Major Billy Barker & his Pterosaur Squadron

Major Billy Barker & his Pterosaur Squadron
(click to enlarge, or visit my gallery for a larger view)

The paint is still wet, thus, the photo at a weird angle to prevent glare. I'll see if I can get a better shot up for my next Art Monday. Oil paint on canvas. This is my submission to the third Art Evolved group gallery, which happens to be launching July 1st, Canada Day.

In my generation, a lot of history learned in school was rote memorization. Dates, names, places. My high school had a vast amount of letters from former students to their teachers in the World Wars that we read each Remembrance Day. Perhaps the advantage of the internet is the ease at which you can learn now. No trip to the library, not knowing what you are looking for. Click, click, and there it is. Perhaps this is Gen X apathy, I'm not sure.

Sometimes as an artist, rarely, I get an image full-blown in my mind. That was the case here. Composition, lighting, hues. I needed some details for the biplanes.

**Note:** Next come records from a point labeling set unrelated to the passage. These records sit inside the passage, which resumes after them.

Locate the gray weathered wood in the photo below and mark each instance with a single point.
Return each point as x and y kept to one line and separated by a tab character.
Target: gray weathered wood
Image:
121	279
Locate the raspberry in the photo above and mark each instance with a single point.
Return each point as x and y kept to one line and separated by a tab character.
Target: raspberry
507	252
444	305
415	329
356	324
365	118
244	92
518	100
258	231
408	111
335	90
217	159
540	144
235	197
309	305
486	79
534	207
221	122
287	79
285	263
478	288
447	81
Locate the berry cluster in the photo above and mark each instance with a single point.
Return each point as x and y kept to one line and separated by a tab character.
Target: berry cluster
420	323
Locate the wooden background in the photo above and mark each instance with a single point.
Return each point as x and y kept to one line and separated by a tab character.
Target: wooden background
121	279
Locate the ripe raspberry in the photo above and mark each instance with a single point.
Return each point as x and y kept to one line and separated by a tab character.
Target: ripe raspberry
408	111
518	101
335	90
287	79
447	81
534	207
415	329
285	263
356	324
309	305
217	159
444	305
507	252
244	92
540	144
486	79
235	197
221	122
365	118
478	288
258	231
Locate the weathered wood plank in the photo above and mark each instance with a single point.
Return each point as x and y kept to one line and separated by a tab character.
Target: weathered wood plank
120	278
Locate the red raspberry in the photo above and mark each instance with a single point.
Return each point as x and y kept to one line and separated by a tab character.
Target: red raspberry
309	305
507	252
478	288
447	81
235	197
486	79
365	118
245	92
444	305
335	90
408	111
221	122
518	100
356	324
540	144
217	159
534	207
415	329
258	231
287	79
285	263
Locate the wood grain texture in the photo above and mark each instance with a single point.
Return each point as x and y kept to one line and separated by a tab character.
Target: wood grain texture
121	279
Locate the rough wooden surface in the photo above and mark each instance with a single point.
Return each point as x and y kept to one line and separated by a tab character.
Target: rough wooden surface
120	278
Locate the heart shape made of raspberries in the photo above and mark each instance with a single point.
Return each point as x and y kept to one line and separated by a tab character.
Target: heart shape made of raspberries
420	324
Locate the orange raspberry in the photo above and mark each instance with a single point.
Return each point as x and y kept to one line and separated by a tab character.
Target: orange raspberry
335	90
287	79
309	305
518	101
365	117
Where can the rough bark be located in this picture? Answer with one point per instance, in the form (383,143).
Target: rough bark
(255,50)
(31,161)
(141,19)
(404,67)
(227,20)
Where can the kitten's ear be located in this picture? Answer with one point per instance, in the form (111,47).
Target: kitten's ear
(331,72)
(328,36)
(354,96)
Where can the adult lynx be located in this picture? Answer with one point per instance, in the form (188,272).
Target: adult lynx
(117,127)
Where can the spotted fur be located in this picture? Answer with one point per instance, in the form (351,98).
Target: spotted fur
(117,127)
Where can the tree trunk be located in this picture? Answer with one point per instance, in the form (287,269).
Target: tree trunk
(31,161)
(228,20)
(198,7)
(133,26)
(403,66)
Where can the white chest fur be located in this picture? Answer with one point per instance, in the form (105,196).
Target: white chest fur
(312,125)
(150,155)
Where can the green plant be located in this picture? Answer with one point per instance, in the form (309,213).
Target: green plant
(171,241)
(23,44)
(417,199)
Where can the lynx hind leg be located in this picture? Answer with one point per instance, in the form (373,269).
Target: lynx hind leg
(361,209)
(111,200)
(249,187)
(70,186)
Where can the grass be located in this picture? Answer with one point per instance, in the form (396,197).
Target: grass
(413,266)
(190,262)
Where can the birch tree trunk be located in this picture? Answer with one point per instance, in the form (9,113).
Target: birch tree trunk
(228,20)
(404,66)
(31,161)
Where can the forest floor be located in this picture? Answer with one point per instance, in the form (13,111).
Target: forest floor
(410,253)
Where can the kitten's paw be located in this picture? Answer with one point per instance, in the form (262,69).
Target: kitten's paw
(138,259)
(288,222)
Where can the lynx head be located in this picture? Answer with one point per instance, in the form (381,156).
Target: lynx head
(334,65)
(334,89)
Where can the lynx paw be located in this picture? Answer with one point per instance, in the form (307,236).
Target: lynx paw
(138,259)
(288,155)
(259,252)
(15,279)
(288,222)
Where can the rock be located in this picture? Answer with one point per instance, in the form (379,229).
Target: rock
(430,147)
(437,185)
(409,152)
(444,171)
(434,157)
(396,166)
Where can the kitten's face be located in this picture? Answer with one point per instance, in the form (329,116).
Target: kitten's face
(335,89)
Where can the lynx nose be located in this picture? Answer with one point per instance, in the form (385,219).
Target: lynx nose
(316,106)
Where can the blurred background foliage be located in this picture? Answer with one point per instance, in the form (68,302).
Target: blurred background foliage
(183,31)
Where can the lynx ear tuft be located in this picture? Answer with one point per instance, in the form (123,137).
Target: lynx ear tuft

So I did a bit of online poking to look up biplanes, and found the story of a true Canadian adventurer, perfect to add to my (perhaps audacious) idea. Major William George "Billy" Barker was a World War 1 flying ace and Victoria Cross recipient who flew Sopwith Camels against German Fokkers. Although I could not find any information indicating he fought against the infamous Red Baron, Manfred Von Richtofen, I thought the drama of these two excellent pilots would heighten the alternate history in this concept painting. Of course, our Canadian hero Major Billy Barker has a trick up those RAF sleeves: his fighting pterosaur squadron, made up of Quetzalcoatlus northropi.

The Red Baron will live to fight another day. Some theories have it that he was shot and wounded by other Canadian pilots though that remains controversial. Whatever the case, I love that the idea that popped into my mind led me to reading about Major Barker in time for Canada Day, and Art Evolved.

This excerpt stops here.